The links are coming one after another like the ‘Hawks poppin’ 64 shots off against Dwanye Roloson last week. Or was it 93? I can’t keep them straight.
–We’ll start with a couple of items in the Tribune the past few days. Today, Chris Kuc took a look at why Dustin Byfuglien can’t score. He went the long way of saying, ‘He’s not a scorer’ by stocking the article full of quotes from Buff and Coach Q reiterating he’s in a slump but still getting a ton of chances. I agreed with everything Sam said over at Second City about it and will go further in saying my biggest issue with him right now is he’s getting paid as a top 6 forward for the next two and a half years and putting up fourth line numbers. Also tonight, Byfuglien joined 670 The Score’s Jesse Rogers for the weekly show ‘Hockey Night in Chicago’. I found it rather humorous/ironic that Jesse started the 7 o’clock hour by asking callers if the ‘Hawks needed another centerman but failing to mention that if the ‘Hawks do acquire one, his show will become a solo act because Byfuglien is more than likely getting dealt in any trade for a centerman.
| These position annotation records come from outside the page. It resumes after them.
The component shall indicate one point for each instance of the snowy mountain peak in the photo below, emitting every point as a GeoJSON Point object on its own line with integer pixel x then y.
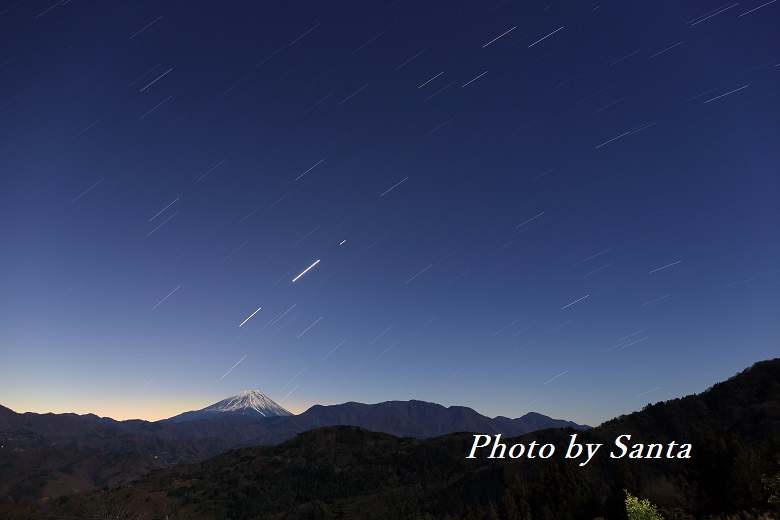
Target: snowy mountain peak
{"type": "Point", "coordinates": [246, 402]}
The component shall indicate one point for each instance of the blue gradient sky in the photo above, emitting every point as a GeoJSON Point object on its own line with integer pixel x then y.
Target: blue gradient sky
{"type": "Point", "coordinates": [168, 169]}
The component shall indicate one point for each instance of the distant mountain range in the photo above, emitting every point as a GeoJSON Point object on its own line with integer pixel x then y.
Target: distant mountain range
{"type": "Point", "coordinates": [347, 472]}
{"type": "Point", "coordinates": [249, 402]}
{"type": "Point", "coordinates": [81, 452]}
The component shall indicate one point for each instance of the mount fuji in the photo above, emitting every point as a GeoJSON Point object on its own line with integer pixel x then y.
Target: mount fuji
{"type": "Point", "coordinates": [248, 402]}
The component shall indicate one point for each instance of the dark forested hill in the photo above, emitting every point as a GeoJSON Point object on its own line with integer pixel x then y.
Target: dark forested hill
{"type": "Point", "coordinates": [347, 472]}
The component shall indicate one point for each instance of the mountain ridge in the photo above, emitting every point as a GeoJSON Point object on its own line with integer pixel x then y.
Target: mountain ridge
{"type": "Point", "coordinates": [246, 402]}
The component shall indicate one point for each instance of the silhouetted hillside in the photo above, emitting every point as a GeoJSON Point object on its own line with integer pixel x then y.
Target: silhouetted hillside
{"type": "Point", "coordinates": [346, 472]}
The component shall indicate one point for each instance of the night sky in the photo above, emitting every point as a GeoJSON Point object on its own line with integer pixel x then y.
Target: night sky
{"type": "Point", "coordinates": [563, 207]}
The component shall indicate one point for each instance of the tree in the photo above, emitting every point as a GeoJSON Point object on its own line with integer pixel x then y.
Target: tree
{"type": "Point", "coordinates": [772, 487]}
{"type": "Point", "coordinates": [640, 509]}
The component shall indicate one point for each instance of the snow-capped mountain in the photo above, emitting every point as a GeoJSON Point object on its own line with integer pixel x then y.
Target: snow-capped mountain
{"type": "Point", "coordinates": [248, 402]}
Rogers then went on talk about the ‘Hawks desperate need for a guy who can win face-offs (he even brought up the immortal Yanic Perreault. It should be mentioned at this point, I changed stations because anymore talk like that and I would have aimed my car at the next telephone pole) and this also leads to me to an article Kuc did last week profiling face-offs. It was pretty interesting and got some nice insight from guys who take face-offs. I just couldn’t shake this statement, though.
The Red Wings (55.7) and Sharks (53.2) are the league’s two most successful teams and it’s no coincidence they are at the top of the Western Conference standings.
Actually, it might be a pretty big coincidence. I think Detroit and San Jose’s success may be tied into the fact they both have top 5 power play units. Then I did a little bit of research and take a wild guess where the two Cup finalists ended last season in face-off percentage? Ok give up, you can look here. If you didn’t look, I’ll answer it for you, Pittsburgh finished dead last and Detroit finished first. You may recognize the team below Detroit, that’s right, your 2007-2008 Chicago Blackhawks. Then I checked to see what each team was like on the power play. An interesting find was that the ‘Wings and Penguins finished 3rd and 4th, respectively, in power play percentage last year while the ‘Hawks finished a robust 24th. Hmmm….
So under Kuc’s logic, the ‘Hawks should have been at the top of the Western Conference last year because of their face-off domination. No doubt Yanic Perreault is to thank for that, but hopefully this proves once for all, there is no direct correlation between team success and face-off win percentage. Now if the argument was over having a top 10 power play and/or penalty kill unit contributing to team success, I would agree whole-heartedly. One more thing and I promise to not talk about this for a little while. On Saturday night, the ‘Hawks were 28-32 in face-offs but gave up four power play goals in a 7-3 loss. So I ask you my fellow ‘Hawk brethren, which had more of an impact in this particular loss, lack of face-off wins or lack of killing penalties?
—ESPN.com’s Pierre LeBrun nabbed some quotes from Brent Seabrook this weekend. One of them tickled me.
“It’s huge for the room,” said Seabrook. “The guys get pretty excited and step up for games like that. San Jose is the best team in the league; that’s a tough place to get points from.”
Maybe I’ve been watching too much ‘Lost’ recently, but I couldn’t get over Seabrook talking about the locker room like it’s a living, breathing entity. Then it started to spawn off so many questions in my head. Does the room talk? How old is the room? Does the room like everyone that’s occupying it’s space ? Does the room tell Dale Tallon who it wants out of it or does it refer to Scotty Bowman? Who is the sacrifice that the room requires? Do the leaders of the room meet with the room? Ok, I better stop. This is just getting weird.